How was it when you first got there?
Settling into life in Europe was a fairly simple and easy transition for me. I enjoyed the café culture and just walking around and hopping on buses or trams to see more of the city. It was hard to meet people at first, but then after I met one person, I met four others. The one obstacle when I first arrived was that I had to go to the commune, or the neighborhood city hall. This was difficult since I did not speak ANY French or Dutch at that point as well as there was a really long waiting line to be seen. I just gave them every piece of paper they could possibly need and the small fee for my identification card and was told to come back at a certain time to pickup my ID card.
Settling into life with the family was a bit different as I had not been living with my own family for four years at that point. I was given a rundown of the house, how to take care of the kids, how to care care of the two cats, what cars to use when, and how to work everything else. I had my own little bedroom with shower and sink inside, with my bathroom down the hall and in the cloakroom. I was not given a curfew and the family did not push anything upon me, so I had lots of freedom. I was not treated like a child and my privacy was respected.
How were the kids?
The kids entrusted to me were 11, 9, and 4 years old; a girl and two boys respectively. To be completely honest, they were quite the handful! I had worked with children for many years prior, but living with them full time was a completely different atmosphere than I expected it to be. This was okay though, and I adapted very well to the work routine quite quickly. I had to drive them to and from school, and had a long break from the morning into the afternoon to go and do whatever I wanted. After school, I would drop the children off at their specific activities and appointments for each day. Some days were rough when the kids would not listen and other days were amazing and fun because the children loved to play.
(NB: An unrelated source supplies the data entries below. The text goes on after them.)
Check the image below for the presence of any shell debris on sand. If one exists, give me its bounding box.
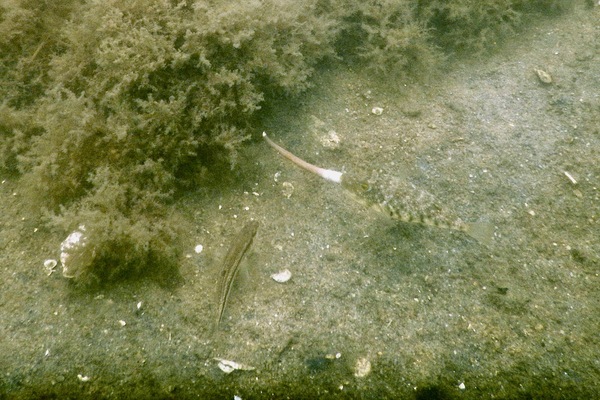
[533,68,552,85]
[271,269,292,283]
[60,225,96,279]
[354,357,371,378]
[213,357,256,374]
[44,259,58,276]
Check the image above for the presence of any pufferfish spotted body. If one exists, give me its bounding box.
[263,132,494,245]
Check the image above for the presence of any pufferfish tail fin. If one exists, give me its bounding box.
[465,222,494,246]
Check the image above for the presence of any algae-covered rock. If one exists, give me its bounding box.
[0,0,567,281]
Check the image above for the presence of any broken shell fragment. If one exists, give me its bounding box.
[60,225,96,278]
[213,357,255,374]
[354,357,371,378]
[281,182,294,199]
[44,259,58,276]
[533,68,552,84]
[271,269,292,283]
[371,107,383,115]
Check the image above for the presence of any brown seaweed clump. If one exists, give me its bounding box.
[0,0,567,282]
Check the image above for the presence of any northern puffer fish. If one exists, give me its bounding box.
[263,132,494,245]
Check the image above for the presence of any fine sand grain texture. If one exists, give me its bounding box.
[0,3,600,399]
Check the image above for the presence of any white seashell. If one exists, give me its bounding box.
[281,182,294,199]
[44,259,58,276]
[213,357,255,374]
[354,357,371,378]
[533,68,552,84]
[60,225,95,278]
[271,269,292,283]
[371,107,383,115]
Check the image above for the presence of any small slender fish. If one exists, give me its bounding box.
[263,132,494,245]
[217,221,258,326]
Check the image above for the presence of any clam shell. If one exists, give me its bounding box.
[271,269,292,283]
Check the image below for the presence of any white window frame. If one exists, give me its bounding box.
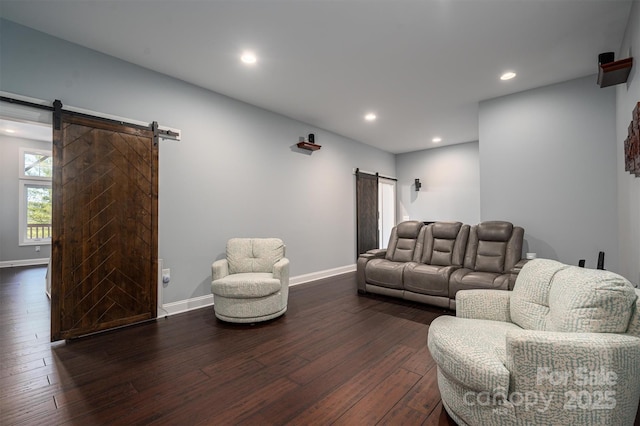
[18,147,52,246]
[18,147,52,182]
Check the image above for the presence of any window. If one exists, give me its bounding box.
[19,148,53,245]
[20,148,53,181]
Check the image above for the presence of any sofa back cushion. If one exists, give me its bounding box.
[510,259,638,333]
[464,221,524,274]
[414,222,469,266]
[385,220,424,262]
[227,238,285,274]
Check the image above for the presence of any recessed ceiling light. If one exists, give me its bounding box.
[240,52,258,64]
[500,71,516,81]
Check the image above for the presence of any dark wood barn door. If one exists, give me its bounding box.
[356,171,379,256]
[51,111,158,341]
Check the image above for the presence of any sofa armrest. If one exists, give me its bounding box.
[273,257,289,287]
[359,249,387,259]
[356,249,387,294]
[211,259,229,281]
[456,289,511,322]
[506,330,640,425]
[509,259,529,290]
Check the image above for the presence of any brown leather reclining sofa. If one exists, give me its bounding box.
[357,221,527,309]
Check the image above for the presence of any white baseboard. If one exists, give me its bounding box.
[158,294,213,317]
[289,263,356,286]
[0,257,49,268]
[158,264,356,317]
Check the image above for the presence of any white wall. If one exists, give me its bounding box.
[0,21,395,303]
[616,1,640,286]
[396,142,480,225]
[479,75,619,271]
[0,135,51,264]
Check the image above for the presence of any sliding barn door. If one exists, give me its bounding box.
[356,171,378,257]
[51,111,158,341]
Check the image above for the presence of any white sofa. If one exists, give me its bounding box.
[428,259,640,426]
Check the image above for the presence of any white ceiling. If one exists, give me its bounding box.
[0,0,631,153]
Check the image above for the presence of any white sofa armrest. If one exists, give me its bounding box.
[273,257,289,287]
[456,290,511,322]
[506,330,640,425]
[211,259,229,281]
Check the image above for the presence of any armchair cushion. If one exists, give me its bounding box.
[211,272,282,299]
[547,266,637,333]
[227,238,284,274]
[456,290,512,322]
[511,259,637,333]
[511,259,569,330]
[427,316,520,392]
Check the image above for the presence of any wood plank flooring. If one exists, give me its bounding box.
[0,267,455,426]
[6,267,640,426]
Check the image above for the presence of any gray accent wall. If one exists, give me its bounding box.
[479,75,619,271]
[612,1,640,286]
[0,20,395,303]
[396,142,480,224]
[0,135,51,262]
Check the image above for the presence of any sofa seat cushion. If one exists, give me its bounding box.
[449,268,509,299]
[427,316,521,393]
[365,259,406,289]
[404,262,452,296]
[211,272,282,299]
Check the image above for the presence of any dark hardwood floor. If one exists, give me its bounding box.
[0,267,455,426]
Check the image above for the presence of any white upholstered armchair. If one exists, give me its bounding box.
[211,238,289,323]
[428,259,640,426]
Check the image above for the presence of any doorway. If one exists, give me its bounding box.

What did you do in your down time?
I explored the city and learned a fair amount of French! Brussels is a great and easily walkable city with beautiful churches and buildings around every corner. There are so many cafés and bars to get some amazing Belgian Trappist beer or you can sit in one of the numerous squares and watch people pass by. At first it was hard to make friends since I had no connections in the city when I arrived. I met my first and best friend at a frites (french fry) stand oddly enough. I also did day trips around Belgium because it was so easy and cheap (€10 return ticket with Belgian train youth pass). On the weekends I took longer train rides or cheap flights (Ryan Air, EasyJet) and made a whole weekend of visiting cities around Europe. Being an au pair allowed for all of these things.
Would you recommend being an au pair again?
Overall, I am so thankful and happy that I took the leap to be an au pair. It was a great learning experience and I got to be fully enveloped by European culture. I learned French fairly quickly because I needed to use it each day. I got to see so many places in Europe that I did not think was possible. It was a great chapter of self-growth, and would recommend being an au pair to anyone who enjoys children, but also wants to be adventurous.